I have a data frame with the following nesting in Pyspark:
>content: struct
importantId: string
>data: array
>element: struct
importantCol0: string
importantCol1: string
I need the following output:
importantId | importantCol0 | importantCol1 |
---|---|---|
10800005 | 0397AZ | 0397AZ |
10800006 | 0397BZ | 0397BZ |
I tried the following code:
df1 = df0.select(F.col('content.*'))
I got:
importantId | data |
---|---|
10800005 | {importantCol0: 0397AZ, importantCol1: 0397AZ} |
10800006 | {importantCol0: 0397BZ, importantCol1: 0397BZ} |
I followed with:
df2 = df1.select(F.col('importantId'), F.col('data.*')
but I get the following error:
AnalysisException: Can only star expand struct data types. Attribute: ArrayBuffer(data).
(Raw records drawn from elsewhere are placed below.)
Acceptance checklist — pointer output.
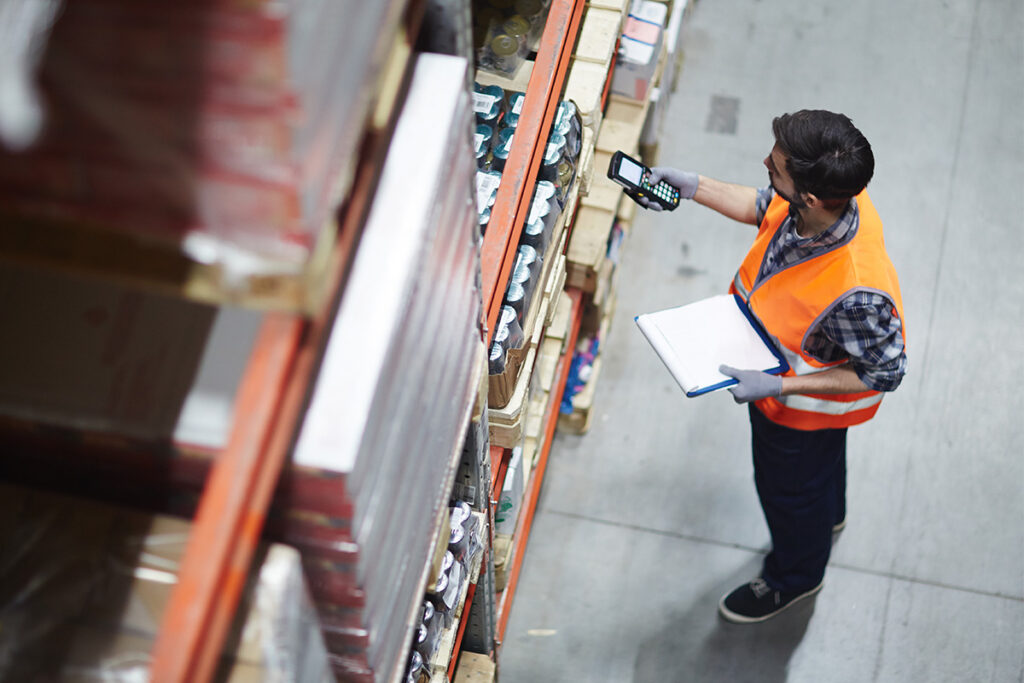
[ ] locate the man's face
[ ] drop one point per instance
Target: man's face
(780, 180)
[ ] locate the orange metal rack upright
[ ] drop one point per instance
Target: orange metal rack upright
(269, 406)
(508, 216)
(515, 191)
(270, 400)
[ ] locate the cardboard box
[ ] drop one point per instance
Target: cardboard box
(638, 54)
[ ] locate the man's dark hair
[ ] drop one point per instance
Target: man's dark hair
(826, 156)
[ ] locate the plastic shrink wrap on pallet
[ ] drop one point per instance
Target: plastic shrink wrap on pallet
(227, 129)
(84, 586)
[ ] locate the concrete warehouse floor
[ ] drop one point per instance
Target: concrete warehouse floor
(646, 520)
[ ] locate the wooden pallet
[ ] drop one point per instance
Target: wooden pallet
(579, 421)
(506, 425)
(474, 668)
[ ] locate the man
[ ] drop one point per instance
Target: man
(819, 281)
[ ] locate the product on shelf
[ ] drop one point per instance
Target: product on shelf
(224, 131)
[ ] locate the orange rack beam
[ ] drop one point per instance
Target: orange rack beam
(516, 189)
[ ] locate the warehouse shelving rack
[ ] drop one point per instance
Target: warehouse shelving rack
(273, 391)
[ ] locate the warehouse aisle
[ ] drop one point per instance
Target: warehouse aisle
(645, 521)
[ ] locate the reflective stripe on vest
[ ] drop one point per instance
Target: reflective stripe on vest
(791, 301)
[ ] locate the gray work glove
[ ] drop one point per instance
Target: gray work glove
(753, 384)
(684, 180)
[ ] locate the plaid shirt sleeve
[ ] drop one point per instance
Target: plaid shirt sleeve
(863, 327)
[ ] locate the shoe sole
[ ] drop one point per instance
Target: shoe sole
(730, 615)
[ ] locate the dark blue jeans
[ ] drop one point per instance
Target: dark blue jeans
(801, 480)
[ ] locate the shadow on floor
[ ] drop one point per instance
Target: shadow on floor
(699, 646)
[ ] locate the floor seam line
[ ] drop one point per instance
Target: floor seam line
(761, 551)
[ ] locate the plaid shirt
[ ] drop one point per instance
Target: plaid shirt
(862, 327)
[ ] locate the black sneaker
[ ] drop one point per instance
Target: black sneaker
(757, 601)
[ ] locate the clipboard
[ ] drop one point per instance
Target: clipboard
(694, 339)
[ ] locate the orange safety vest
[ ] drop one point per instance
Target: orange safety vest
(790, 302)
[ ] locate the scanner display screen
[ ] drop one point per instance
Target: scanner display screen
(631, 171)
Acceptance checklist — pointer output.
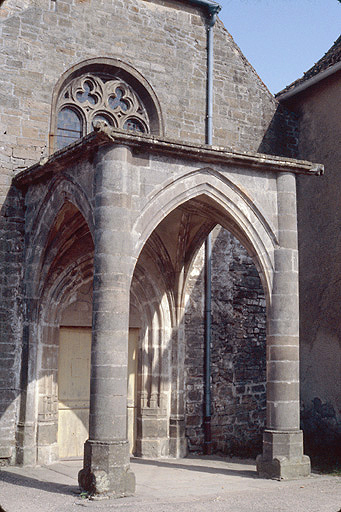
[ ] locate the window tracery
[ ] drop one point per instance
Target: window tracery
(90, 98)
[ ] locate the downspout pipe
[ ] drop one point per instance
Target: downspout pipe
(213, 9)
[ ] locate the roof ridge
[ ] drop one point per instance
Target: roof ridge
(329, 59)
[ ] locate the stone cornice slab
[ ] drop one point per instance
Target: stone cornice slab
(84, 148)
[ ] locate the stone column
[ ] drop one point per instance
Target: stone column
(106, 453)
(282, 456)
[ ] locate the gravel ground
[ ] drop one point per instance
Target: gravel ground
(194, 484)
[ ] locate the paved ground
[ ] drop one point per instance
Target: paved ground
(195, 484)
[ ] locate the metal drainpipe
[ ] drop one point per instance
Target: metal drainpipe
(213, 9)
(208, 248)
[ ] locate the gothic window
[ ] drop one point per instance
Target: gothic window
(94, 97)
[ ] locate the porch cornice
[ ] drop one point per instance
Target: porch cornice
(84, 148)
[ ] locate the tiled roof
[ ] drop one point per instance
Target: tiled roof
(333, 56)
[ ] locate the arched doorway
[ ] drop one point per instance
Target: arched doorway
(167, 259)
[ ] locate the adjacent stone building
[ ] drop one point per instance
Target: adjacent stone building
(316, 101)
(113, 173)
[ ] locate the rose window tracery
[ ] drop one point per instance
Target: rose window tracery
(90, 98)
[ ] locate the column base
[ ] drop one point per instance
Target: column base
(281, 468)
(106, 471)
(282, 457)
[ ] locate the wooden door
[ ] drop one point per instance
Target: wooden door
(132, 387)
(73, 390)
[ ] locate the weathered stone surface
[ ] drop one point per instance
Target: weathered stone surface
(238, 351)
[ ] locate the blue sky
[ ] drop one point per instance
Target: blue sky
(282, 38)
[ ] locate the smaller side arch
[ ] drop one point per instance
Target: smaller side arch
(62, 190)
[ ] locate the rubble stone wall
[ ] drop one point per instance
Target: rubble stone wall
(237, 353)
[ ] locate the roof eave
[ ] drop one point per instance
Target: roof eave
(309, 83)
(212, 7)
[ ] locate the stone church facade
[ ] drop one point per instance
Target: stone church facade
(109, 190)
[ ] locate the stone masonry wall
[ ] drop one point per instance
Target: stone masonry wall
(165, 41)
(42, 40)
(11, 247)
(238, 351)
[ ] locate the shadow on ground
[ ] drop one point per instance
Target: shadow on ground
(203, 469)
(25, 481)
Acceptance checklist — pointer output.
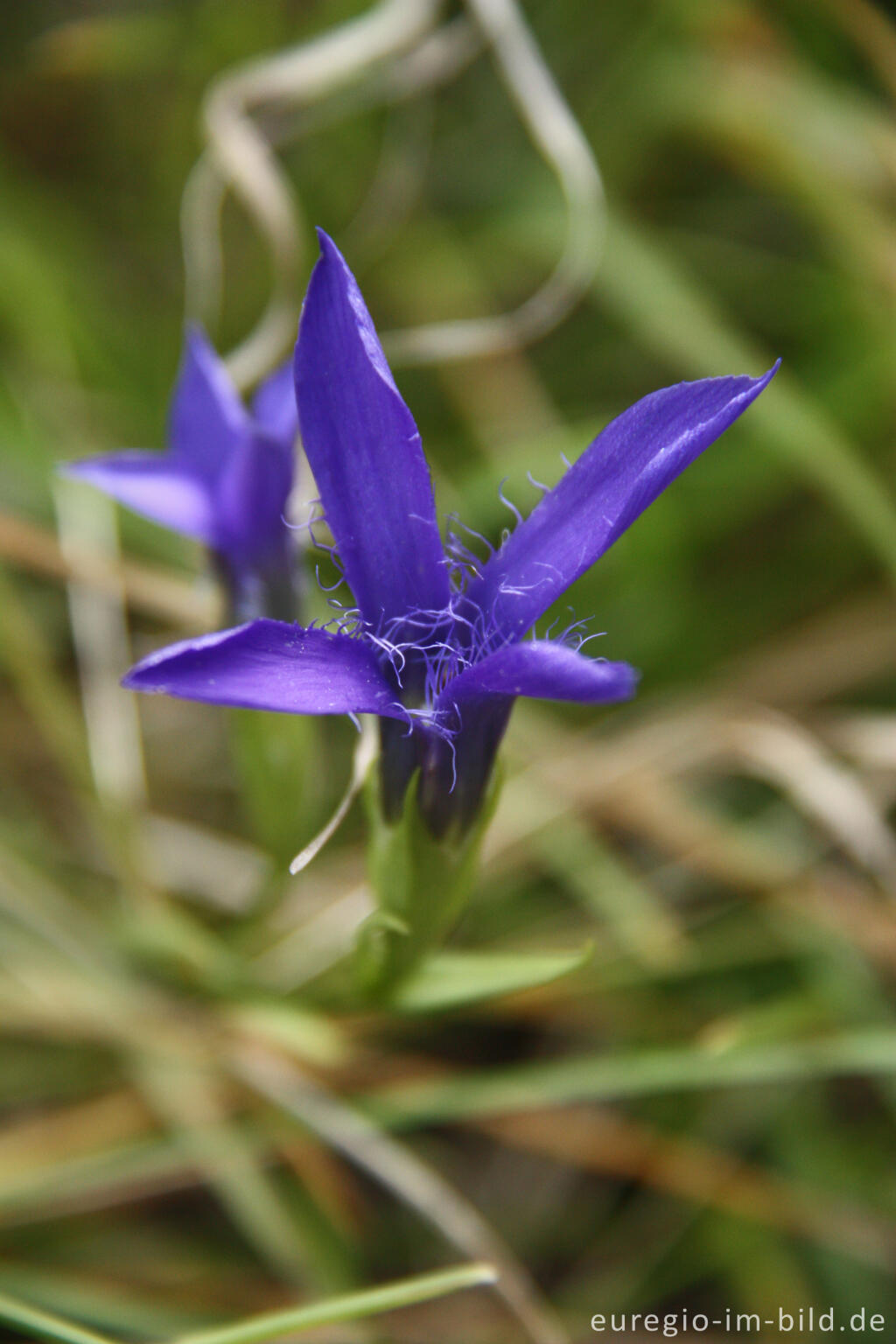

Does anyone know how to fix this? I was expecting a way to expand an array like a struct
Let us use inline
to explode array of structs to columns and rows
result = df.select('*', F.inline('data')).drop('data')
Example,
df.show()
+------------+--------------------+
|importantCol| data|
+------------+--------------------+
| 1| [{1, 2}, {4, 3}]|
| 2|[{10, 20}, {40, 30}]|
+------------+--------------------+
result.show()
+------------+-------------+-------------+
|importantCol|importantCol0|importantCol1|
+------------+-------------+-------------+
| 1| 1| 2|
| 1| 4| 3|
| 2| 10| 20|
| 2| 40| 30|
+------------+-------------+-------------+